## Stacked Bar Chart: Self-Rewarding vs. SFT Baseline Wins
### Overview
The image is a stacked bar chart comparing the performance of two self-rewarding models (M'3 and M'2) against an SFT Baseline. The chart shows the percentage of wins, ties, and SFT Baseline wins for each comparison.
### Components/Axes
* **Y-axis Labels:**
* Self-Rewarding M'3 vs. SFT Baseline
* Self-Rewarding M'2 vs. SFT Baseline
* **X-axis:** Implicitly represents the percentage of outcomes (Wins, Ties, SFT Baseline Wins).
* **Legend (Top):**
* Light Green: Self-Rewarding Wins
* Light Blue: Tie
* Light Red: SFT Baseline Wins
### Detailed Analysis
The chart presents two horizontal stacked bars, each representing a comparison between a self-rewarding model and the SFT Baseline. Each bar is divided into three segments representing the percentage of Self-Rewarding Wins, Ties, and SFT Baseline Wins.

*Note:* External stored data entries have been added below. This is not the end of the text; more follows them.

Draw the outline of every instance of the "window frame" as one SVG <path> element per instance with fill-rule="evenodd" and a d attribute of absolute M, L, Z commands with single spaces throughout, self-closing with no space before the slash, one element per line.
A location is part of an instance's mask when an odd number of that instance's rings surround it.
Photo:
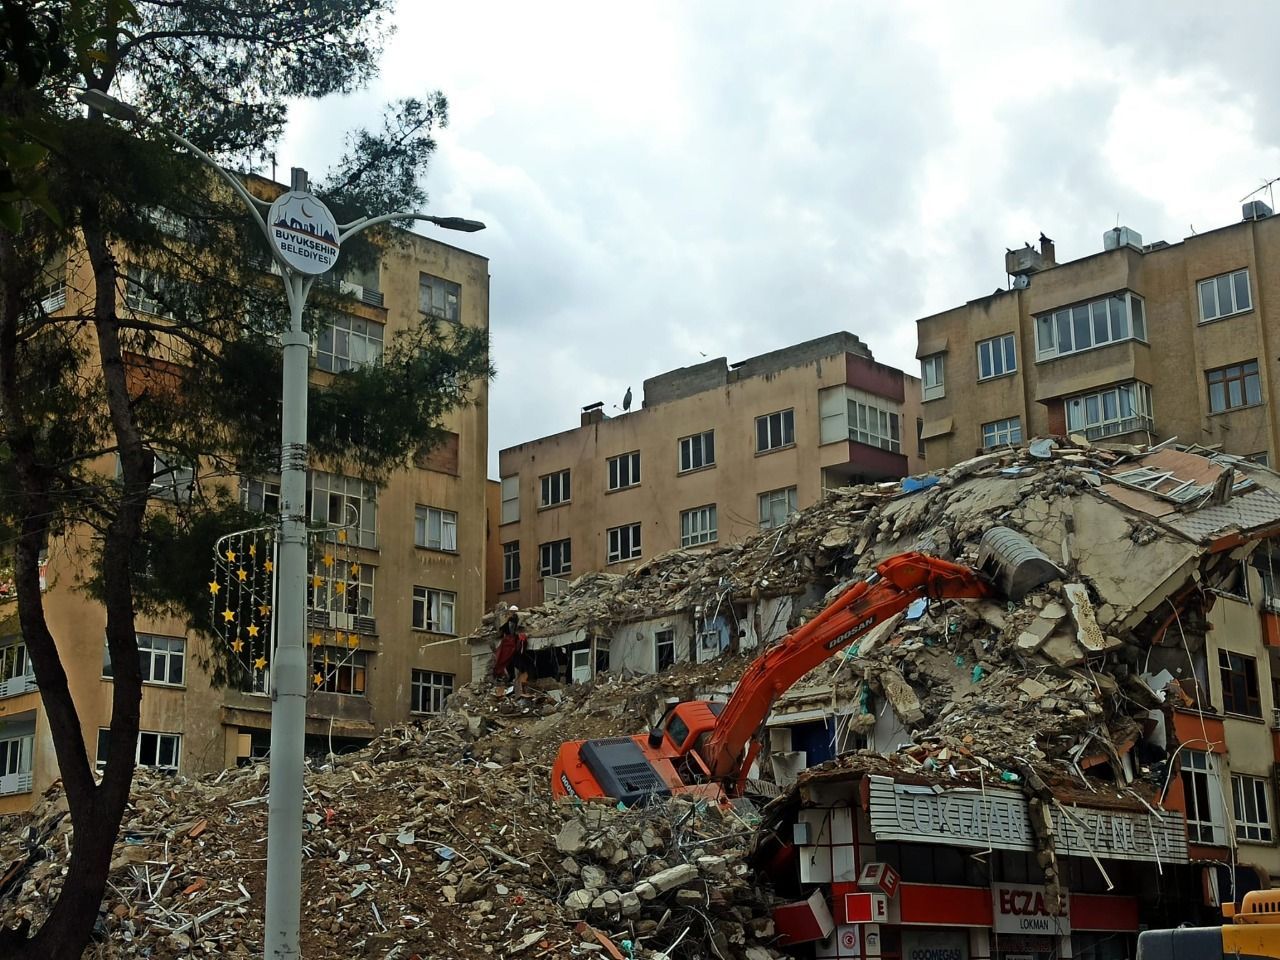
<path fill-rule="evenodd" d="M 1252 794 L 1252 796 L 1250 796 Z M 1253 806 L 1250 816 L 1249 806 Z M 1259 813 L 1261 807 L 1261 813 Z M 1231 810 L 1236 839 L 1245 843 L 1275 842 L 1271 826 L 1270 780 L 1247 773 L 1231 774 Z"/>
<path fill-rule="evenodd" d="M 335 497 L 339 498 L 341 514 L 337 520 L 331 515 Z M 348 507 L 355 508 L 354 525 L 347 515 Z M 353 532 L 354 546 L 368 550 L 378 549 L 378 488 L 368 480 L 324 470 L 308 470 L 307 516 L 315 523 L 329 524 Z"/>
<path fill-rule="evenodd" d="M 352 566 L 357 568 L 354 575 Z M 352 617 L 376 617 L 377 571 L 373 564 L 346 557 L 335 557 L 332 566 L 325 566 L 323 557 L 311 556 L 307 561 L 307 609 Z M 343 575 L 339 576 L 339 573 Z M 319 584 L 315 582 L 317 577 L 321 581 Z M 336 586 L 339 582 L 345 584 L 341 592 Z M 351 589 L 352 584 L 356 586 L 354 590 Z M 335 601 L 338 606 L 333 605 Z"/>
<path fill-rule="evenodd" d="M 0 683 L 35 678 L 35 666 L 27 651 L 27 642 L 19 637 L 12 643 L 0 644 Z"/>
<path fill-rule="evenodd" d="M 499 525 L 520 522 L 520 474 L 503 477 L 499 481 L 502 513 L 498 517 Z M 508 509 L 510 508 L 510 509 Z"/>
<path fill-rule="evenodd" d="M 552 507 L 573 502 L 573 478 L 570 476 L 570 469 L 565 467 L 563 470 L 553 470 L 538 477 L 539 510 L 549 510 Z M 560 494 L 559 499 L 552 499 L 555 494 Z"/>
<path fill-rule="evenodd" d="M 687 445 L 687 446 L 686 446 Z M 696 451 L 696 455 L 695 455 Z M 708 456 L 710 451 L 710 456 Z M 700 463 L 694 463 L 700 460 Z M 681 437 L 676 442 L 676 473 L 693 473 L 716 465 L 716 432 L 703 430 Z"/>
<path fill-rule="evenodd" d="M 1252 369 L 1250 369 L 1252 368 Z M 1241 360 L 1223 367 L 1212 367 L 1204 372 L 1205 399 L 1208 401 L 1209 413 L 1230 413 L 1232 410 L 1246 410 L 1262 403 L 1262 373 L 1255 357 L 1252 360 Z M 1231 402 L 1233 384 L 1238 385 L 1239 403 Z M 1256 399 L 1249 399 L 1249 387 L 1252 384 Z M 1219 388 L 1222 406 L 1214 403 L 1214 387 Z"/>
<path fill-rule="evenodd" d="M 436 520 L 439 532 L 432 543 L 431 521 Z M 445 536 L 447 530 L 453 531 L 452 544 Z M 421 537 L 419 532 L 421 531 Z M 458 552 L 458 511 L 445 510 L 427 504 L 415 504 L 413 508 L 413 545 L 420 550 L 436 550 L 440 553 Z"/>
<path fill-rule="evenodd" d="M 1106 336 L 1098 337 L 1099 322 Z M 1128 340 L 1148 343 L 1146 301 L 1132 290 L 1124 289 L 1080 303 L 1055 307 L 1032 317 L 1036 339 L 1036 363 L 1057 360 L 1077 353 L 1098 350 Z M 1087 339 L 1088 345 L 1077 342 Z M 1070 345 L 1062 348 L 1063 342 Z"/>
<path fill-rule="evenodd" d="M 787 520 L 796 513 L 800 512 L 799 491 L 795 484 L 789 487 L 778 487 L 776 490 L 766 490 L 756 495 L 756 502 L 760 508 L 760 529 L 761 530 L 777 530 Z M 782 504 L 783 514 L 781 517 L 774 516 L 773 507 Z M 766 506 L 768 513 L 766 514 Z"/>
<path fill-rule="evenodd" d="M 519 589 L 520 541 L 508 540 L 502 545 L 502 592 L 512 593 Z"/>
<path fill-rule="evenodd" d="M 991 429 L 988 430 L 988 427 Z M 1002 420 L 988 420 L 978 429 L 982 433 L 983 450 L 993 450 L 996 447 L 1012 446 L 1014 444 L 1022 443 L 1021 415 L 1005 417 Z"/>
<path fill-rule="evenodd" d="M 920 358 L 920 400 L 940 400 L 947 395 L 946 351 Z"/>
<path fill-rule="evenodd" d="M 694 523 L 694 521 L 699 522 Z M 701 547 L 708 543 L 716 543 L 719 539 L 719 517 L 714 503 L 704 503 L 700 507 L 690 507 L 688 510 L 680 511 L 681 547 Z"/>
<path fill-rule="evenodd" d="M 334 652 L 332 660 L 329 659 L 330 651 Z M 330 668 L 333 669 L 333 672 L 330 672 Z M 369 651 L 352 650 L 331 644 L 312 647 L 311 674 L 310 687 L 312 693 L 367 698 L 369 695 Z M 314 679 L 316 674 L 321 677 L 319 685 L 316 684 Z M 345 685 L 350 686 L 349 690 L 339 689 L 344 686 L 344 677 L 347 680 Z M 330 689 L 331 687 L 334 689 Z"/>
<path fill-rule="evenodd" d="M 107 737 L 110 732 L 108 727 L 98 728 L 98 745 L 94 754 L 93 766 L 99 775 L 107 768 Z M 154 738 L 154 745 L 148 752 L 152 752 L 152 749 L 154 750 L 157 762 L 145 763 L 142 759 L 143 747 L 151 738 Z M 161 744 L 166 740 L 172 741 L 173 763 L 171 765 L 159 763 Z M 182 767 L 182 740 L 183 735 L 181 733 L 170 733 L 165 730 L 139 730 L 138 742 L 134 746 L 133 762 L 136 766 L 146 767 L 148 770 L 158 770 L 161 773 L 178 773 Z"/>
<path fill-rule="evenodd" d="M 1125 405 L 1124 394 L 1131 391 L 1128 397 L 1128 406 L 1130 414 L 1123 415 L 1122 409 Z M 1107 398 L 1114 395 L 1116 416 L 1107 416 Z M 1083 416 L 1089 416 L 1089 404 L 1092 401 L 1096 410 L 1103 415 L 1103 419 L 1098 420 L 1090 425 L 1087 420 L 1081 425 L 1072 424 L 1072 404 L 1081 404 L 1080 409 L 1084 411 Z M 1155 429 L 1155 402 L 1152 397 L 1151 385 L 1141 380 L 1128 380 L 1124 383 L 1117 383 L 1101 390 L 1093 390 L 1089 393 L 1080 393 L 1074 396 L 1066 397 L 1062 401 L 1063 413 L 1067 421 L 1067 431 L 1070 433 L 1083 433 L 1089 440 L 1102 440 L 1107 437 L 1123 436 L 1126 433 L 1142 430 L 1151 432 Z M 1132 422 L 1131 426 L 1126 426 Z M 1110 429 L 1111 427 L 1118 429 Z"/>
<path fill-rule="evenodd" d="M 661 653 L 662 648 L 669 647 L 671 650 L 671 659 L 669 663 L 663 663 L 665 659 Z M 653 634 L 653 672 L 660 673 L 676 665 L 676 632 L 668 627 L 663 630 L 656 630 Z"/>
<path fill-rule="evenodd" d="M 376 337 L 372 336 L 375 331 Z M 339 334 L 346 334 L 346 336 L 340 337 Z M 341 353 L 338 350 L 339 340 L 345 343 Z M 352 349 L 352 345 L 356 342 L 364 344 L 360 351 Z M 316 331 L 315 358 L 318 370 L 346 373 L 364 367 L 376 367 L 382 363 L 385 350 L 386 328 L 376 320 L 369 320 L 366 317 L 336 311 L 332 318 Z M 363 356 L 358 358 L 354 356 L 357 352 L 362 353 Z"/>
<path fill-rule="evenodd" d="M 1234 661 L 1240 661 L 1239 666 Z M 1258 682 L 1258 659 L 1235 650 L 1218 650 L 1218 678 L 1222 686 L 1222 712 L 1237 717 L 1262 719 L 1262 690 Z M 1243 683 L 1244 703 L 1237 703 L 1237 679 Z M 1252 683 L 1250 683 L 1252 681 Z"/>
<path fill-rule="evenodd" d="M 456 674 L 414 667 L 409 674 L 409 712 L 419 715 L 443 713 L 456 688 Z"/>
<path fill-rule="evenodd" d="M 559 560 L 560 566 L 552 563 Z M 538 576 L 564 578 L 573 573 L 573 539 L 564 537 L 560 540 L 548 540 L 538 544 Z"/>
<path fill-rule="evenodd" d="M 185 688 L 187 685 L 187 638 L 158 633 L 137 633 L 135 636 L 138 641 L 138 665 L 142 671 L 142 682 L 150 687 L 170 687 L 175 690 Z M 161 641 L 165 649 L 157 649 L 156 641 Z M 176 652 L 170 649 L 171 644 L 177 644 L 179 649 Z M 155 679 L 157 663 L 163 665 L 162 674 L 167 677 L 174 662 L 178 664 L 177 680 Z M 115 679 L 115 668 L 111 665 L 111 649 L 107 646 L 105 638 L 102 641 L 102 679 Z"/>
<path fill-rule="evenodd" d="M 609 457 L 605 460 L 605 465 L 608 468 L 606 489 L 610 493 L 640 486 L 639 450 L 630 450 L 615 457 Z"/>
<path fill-rule="evenodd" d="M 624 536 L 625 534 L 625 536 Z M 626 541 L 624 550 L 624 543 Z M 626 563 L 640 558 L 640 523 L 624 523 L 605 531 L 605 560 L 609 563 Z"/>
<path fill-rule="evenodd" d="M 452 590 L 414 585 L 411 599 L 410 626 L 424 633 L 456 637 L 458 595 Z M 432 611 L 436 611 L 433 618 Z"/>
<path fill-rule="evenodd" d="M 996 337 L 979 340 L 977 347 L 979 383 L 987 380 L 998 380 L 1001 377 L 1010 377 L 1018 372 L 1018 341 L 1017 337 L 1012 333 L 1002 333 Z M 987 353 L 987 365 L 991 368 L 991 372 L 986 374 L 982 372 L 984 348 Z M 996 363 L 997 358 L 999 363 Z"/>
<path fill-rule="evenodd" d="M 172 319 L 173 311 L 165 309 L 164 302 L 169 283 L 168 276 L 153 267 L 127 263 L 124 269 L 124 305 L 135 313 Z"/>
<path fill-rule="evenodd" d="M 871 398 L 872 395 L 860 390 L 846 391 L 845 417 L 849 439 L 864 446 L 901 453 L 902 414 L 877 403 L 868 403 L 864 397 Z"/>
<path fill-rule="evenodd" d="M 1249 302 L 1243 307 L 1238 303 L 1238 295 L 1240 293 L 1238 277 L 1244 278 L 1244 292 L 1249 299 Z M 1231 295 L 1231 309 L 1226 311 L 1218 309 L 1222 306 L 1220 294 L 1223 290 L 1223 281 L 1226 282 L 1226 290 Z M 1217 310 L 1213 316 L 1207 316 L 1205 313 L 1206 291 L 1212 291 L 1213 293 L 1213 306 Z M 1213 323 L 1215 320 L 1225 320 L 1227 317 L 1249 313 L 1253 309 L 1253 286 L 1249 281 L 1249 268 L 1241 267 L 1238 270 L 1228 270 L 1226 273 L 1219 273 L 1212 277 L 1205 277 L 1203 280 L 1197 280 L 1196 307 L 1200 311 L 1200 323 Z"/>
<path fill-rule="evenodd" d="M 776 433 L 774 418 L 777 418 Z M 761 428 L 763 432 L 761 431 Z M 776 441 L 776 442 L 775 442 Z M 796 445 L 796 408 L 774 410 L 756 417 L 756 453 L 772 453 Z"/>
<path fill-rule="evenodd" d="M 440 307 L 435 305 L 436 286 L 439 286 L 443 304 Z M 423 300 L 423 293 L 427 290 L 433 291 L 426 301 Z M 450 302 L 450 294 L 453 296 Z M 425 303 L 425 306 L 424 306 Z M 429 309 L 428 309 L 429 308 Z M 425 271 L 418 272 L 418 312 L 425 317 L 434 317 L 437 320 L 444 320 L 446 323 L 462 322 L 462 284 L 453 280 L 447 280 L 444 277 L 438 277 L 433 273 Z"/>
<path fill-rule="evenodd" d="M 1192 843 L 1219 846 L 1219 832 L 1223 834 L 1221 840 L 1225 841 L 1226 830 L 1220 809 L 1221 798 L 1214 790 L 1213 783 L 1213 780 L 1220 776 L 1217 762 L 1208 750 L 1183 750 L 1179 760 L 1183 805 L 1186 807 L 1187 839 Z M 1201 765 L 1202 762 L 1203 765 Z M 1196 788 L 1196 781 L 1199 778 L 1203 779 L 1203 796 Z M 1206 810 L 1200 809 L 1202 802 L 1207 807 Z"/>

* **Self-Rewarding M'3 vs. SFT Baseline (Top Bar):**
* Self-Rewarding Wins (Light Green): 50.4%
* Tie (Light Blue): 32.8%
* SFT Baseline Wins (Light Red): 16.8%
* **Self-Rewarding M'2 vs. SFT Baseline (Bottom Bar):**
* Self-Rewarding Wins (Light Green): 46.5%
* Tie (Light Blue): 34.8%
* SFT Baseline Wins (Light Red): 18.8%
### Key Observations
* Self-Rewarding M'3 has a higher percentage of wins (50.4%) compared to Self-Rewarding M'2 (46.5%).
* The percentage of ties is slightly higher for Self-Rewarding M'2 (34.8%) compared to Self-Rewarding M'3 (32.8%).
* The SFT Baseline wins a slightly higher percentage of games against Self-Rewarding M'2 (18.8%) compared to Self-Rewarding M'3 (16.8%).
### Interpretation
The data suggests that both self-rewarding models outperform the SFT Baseline in terms of win percentage. Self-Rewarding M'3 appears to be slightly better than Self-Rewarding M'2, as it has a higher win rate and a lower percentage of SFT Baseline wins. The tie percentages are relatively close between the two models. The chart demonstrates the effectiveness of self-rewarding techniques in improving performance compared to a standard SFT Baseline.